Llego a casa y no hay nada para comer. Lloro.
Voy a buscar unos cuadernos que esperaba hace mucho tiempo. Cuando los veo, lloro.
Escucho "Qué linda sos". Lloro.
Mamá me abraza. Lloro.
Veo una pareja tomada de las manos. Lloro.
Escucho música (cualquier tipo de música) y lloro.
Veo una comedia. Lloro.
Leo el diario. Lloro.
Miro el noticiero. Lloro.
Me pierdo en la calle. Lloro (también alucino que la gente va a empezar a hacer palmas para encontrar a mis padres).
Mi amiga está recluida por peligro de gripe porcina. Lloro (no por la gripe, que me la soba, sino porque no tengo quien me acompañe de fiesta).
Mi otra amiga está recluida en el campo por propia voluntad por peligro al contagio. Lloro.

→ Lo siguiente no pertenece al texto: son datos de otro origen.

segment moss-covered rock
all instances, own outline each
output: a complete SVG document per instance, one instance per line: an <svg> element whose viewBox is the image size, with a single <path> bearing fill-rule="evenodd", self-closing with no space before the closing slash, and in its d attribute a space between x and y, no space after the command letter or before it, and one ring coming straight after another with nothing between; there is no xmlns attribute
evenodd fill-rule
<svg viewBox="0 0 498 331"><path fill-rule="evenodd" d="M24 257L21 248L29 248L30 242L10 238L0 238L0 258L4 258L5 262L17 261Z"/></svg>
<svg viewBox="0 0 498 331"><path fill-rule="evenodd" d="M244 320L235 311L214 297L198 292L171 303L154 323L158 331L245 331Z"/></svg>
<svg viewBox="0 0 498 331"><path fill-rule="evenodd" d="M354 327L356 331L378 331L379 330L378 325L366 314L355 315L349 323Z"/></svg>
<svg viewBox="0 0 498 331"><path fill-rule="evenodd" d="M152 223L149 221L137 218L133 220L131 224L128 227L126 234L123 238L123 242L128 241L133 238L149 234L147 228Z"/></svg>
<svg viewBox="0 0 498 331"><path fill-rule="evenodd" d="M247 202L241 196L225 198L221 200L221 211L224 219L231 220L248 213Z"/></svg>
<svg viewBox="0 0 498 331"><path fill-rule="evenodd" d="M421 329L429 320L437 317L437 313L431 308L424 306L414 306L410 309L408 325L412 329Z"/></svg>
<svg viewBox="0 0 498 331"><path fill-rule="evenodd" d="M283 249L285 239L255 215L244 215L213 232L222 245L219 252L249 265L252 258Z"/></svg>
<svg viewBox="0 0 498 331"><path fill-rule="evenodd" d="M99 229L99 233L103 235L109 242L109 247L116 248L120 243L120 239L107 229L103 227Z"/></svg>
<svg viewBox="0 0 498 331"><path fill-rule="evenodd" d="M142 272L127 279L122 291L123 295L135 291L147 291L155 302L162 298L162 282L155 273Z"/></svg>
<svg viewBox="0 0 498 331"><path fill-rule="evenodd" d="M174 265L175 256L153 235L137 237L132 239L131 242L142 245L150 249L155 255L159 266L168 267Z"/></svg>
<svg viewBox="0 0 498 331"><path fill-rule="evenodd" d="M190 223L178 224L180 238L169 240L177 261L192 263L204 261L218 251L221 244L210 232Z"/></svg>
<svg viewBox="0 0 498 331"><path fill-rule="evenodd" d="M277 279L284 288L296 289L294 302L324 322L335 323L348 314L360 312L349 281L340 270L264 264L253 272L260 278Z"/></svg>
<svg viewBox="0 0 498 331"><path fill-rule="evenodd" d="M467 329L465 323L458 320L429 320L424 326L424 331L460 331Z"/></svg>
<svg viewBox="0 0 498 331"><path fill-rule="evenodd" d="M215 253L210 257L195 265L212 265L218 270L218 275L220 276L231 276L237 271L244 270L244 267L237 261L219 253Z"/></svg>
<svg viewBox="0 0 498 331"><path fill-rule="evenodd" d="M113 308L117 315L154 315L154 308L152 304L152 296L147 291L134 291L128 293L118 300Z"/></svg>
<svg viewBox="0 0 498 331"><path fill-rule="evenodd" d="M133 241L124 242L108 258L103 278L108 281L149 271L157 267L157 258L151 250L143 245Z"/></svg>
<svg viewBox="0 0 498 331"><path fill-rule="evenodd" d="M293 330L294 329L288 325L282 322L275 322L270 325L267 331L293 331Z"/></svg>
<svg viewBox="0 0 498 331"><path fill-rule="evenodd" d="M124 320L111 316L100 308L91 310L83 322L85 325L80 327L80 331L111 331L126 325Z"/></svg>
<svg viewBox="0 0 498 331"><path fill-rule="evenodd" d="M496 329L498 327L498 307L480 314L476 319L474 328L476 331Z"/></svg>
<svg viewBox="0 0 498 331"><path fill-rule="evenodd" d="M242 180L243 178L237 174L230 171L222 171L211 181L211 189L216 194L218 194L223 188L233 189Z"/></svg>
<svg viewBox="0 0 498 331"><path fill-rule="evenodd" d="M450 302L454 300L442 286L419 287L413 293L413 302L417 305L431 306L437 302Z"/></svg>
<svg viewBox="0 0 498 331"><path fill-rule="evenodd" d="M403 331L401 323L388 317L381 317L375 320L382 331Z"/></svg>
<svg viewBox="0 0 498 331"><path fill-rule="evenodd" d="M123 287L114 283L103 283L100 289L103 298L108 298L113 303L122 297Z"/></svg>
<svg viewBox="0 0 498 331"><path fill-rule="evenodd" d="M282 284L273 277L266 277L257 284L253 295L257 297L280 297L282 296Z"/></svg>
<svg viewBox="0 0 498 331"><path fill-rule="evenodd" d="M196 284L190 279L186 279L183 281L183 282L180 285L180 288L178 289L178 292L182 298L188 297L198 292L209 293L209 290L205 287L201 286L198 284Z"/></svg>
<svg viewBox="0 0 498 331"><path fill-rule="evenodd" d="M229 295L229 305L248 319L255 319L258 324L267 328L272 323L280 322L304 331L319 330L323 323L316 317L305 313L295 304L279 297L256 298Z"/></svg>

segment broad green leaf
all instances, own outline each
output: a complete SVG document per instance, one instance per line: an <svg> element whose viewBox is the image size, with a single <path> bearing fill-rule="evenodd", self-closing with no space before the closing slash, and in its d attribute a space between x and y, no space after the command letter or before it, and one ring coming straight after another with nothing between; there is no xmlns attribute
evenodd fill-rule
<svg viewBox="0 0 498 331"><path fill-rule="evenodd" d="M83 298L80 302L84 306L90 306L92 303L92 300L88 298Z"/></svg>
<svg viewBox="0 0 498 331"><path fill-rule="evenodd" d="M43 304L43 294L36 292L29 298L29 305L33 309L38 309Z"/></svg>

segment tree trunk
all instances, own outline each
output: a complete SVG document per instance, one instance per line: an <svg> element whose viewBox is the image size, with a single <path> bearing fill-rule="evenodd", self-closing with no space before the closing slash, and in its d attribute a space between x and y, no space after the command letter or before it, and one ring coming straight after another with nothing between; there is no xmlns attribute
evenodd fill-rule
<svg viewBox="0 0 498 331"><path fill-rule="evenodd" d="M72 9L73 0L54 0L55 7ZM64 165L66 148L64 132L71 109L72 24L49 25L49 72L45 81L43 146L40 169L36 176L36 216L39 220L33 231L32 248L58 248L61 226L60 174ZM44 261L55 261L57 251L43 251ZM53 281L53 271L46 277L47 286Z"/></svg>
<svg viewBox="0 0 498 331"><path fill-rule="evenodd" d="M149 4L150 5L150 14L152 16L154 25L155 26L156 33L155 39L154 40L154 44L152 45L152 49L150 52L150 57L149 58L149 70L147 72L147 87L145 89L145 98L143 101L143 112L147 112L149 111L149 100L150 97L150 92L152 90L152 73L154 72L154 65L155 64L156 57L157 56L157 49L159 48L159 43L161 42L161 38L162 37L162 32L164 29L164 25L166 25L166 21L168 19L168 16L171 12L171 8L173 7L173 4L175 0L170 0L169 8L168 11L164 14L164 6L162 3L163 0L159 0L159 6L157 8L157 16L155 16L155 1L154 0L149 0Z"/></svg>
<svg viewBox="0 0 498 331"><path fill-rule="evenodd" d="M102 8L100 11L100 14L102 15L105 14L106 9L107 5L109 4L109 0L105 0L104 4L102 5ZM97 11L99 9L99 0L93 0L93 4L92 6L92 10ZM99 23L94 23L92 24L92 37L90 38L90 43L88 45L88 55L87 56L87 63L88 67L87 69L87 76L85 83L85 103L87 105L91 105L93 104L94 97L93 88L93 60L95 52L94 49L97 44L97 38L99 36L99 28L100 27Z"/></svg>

Me quemo con una sartén mientras hago milanesas de soja. Lloro.
Miro las alegrías del hogar del patio que se están secando. Lloro.
El hogar está sucio. En vez de limpiarlo, ¿adivinen qué? Lloro.
A mi me habían dicho que separarse es triste, pero esto ya es demasiado: me he convertido en una pelotuda full time.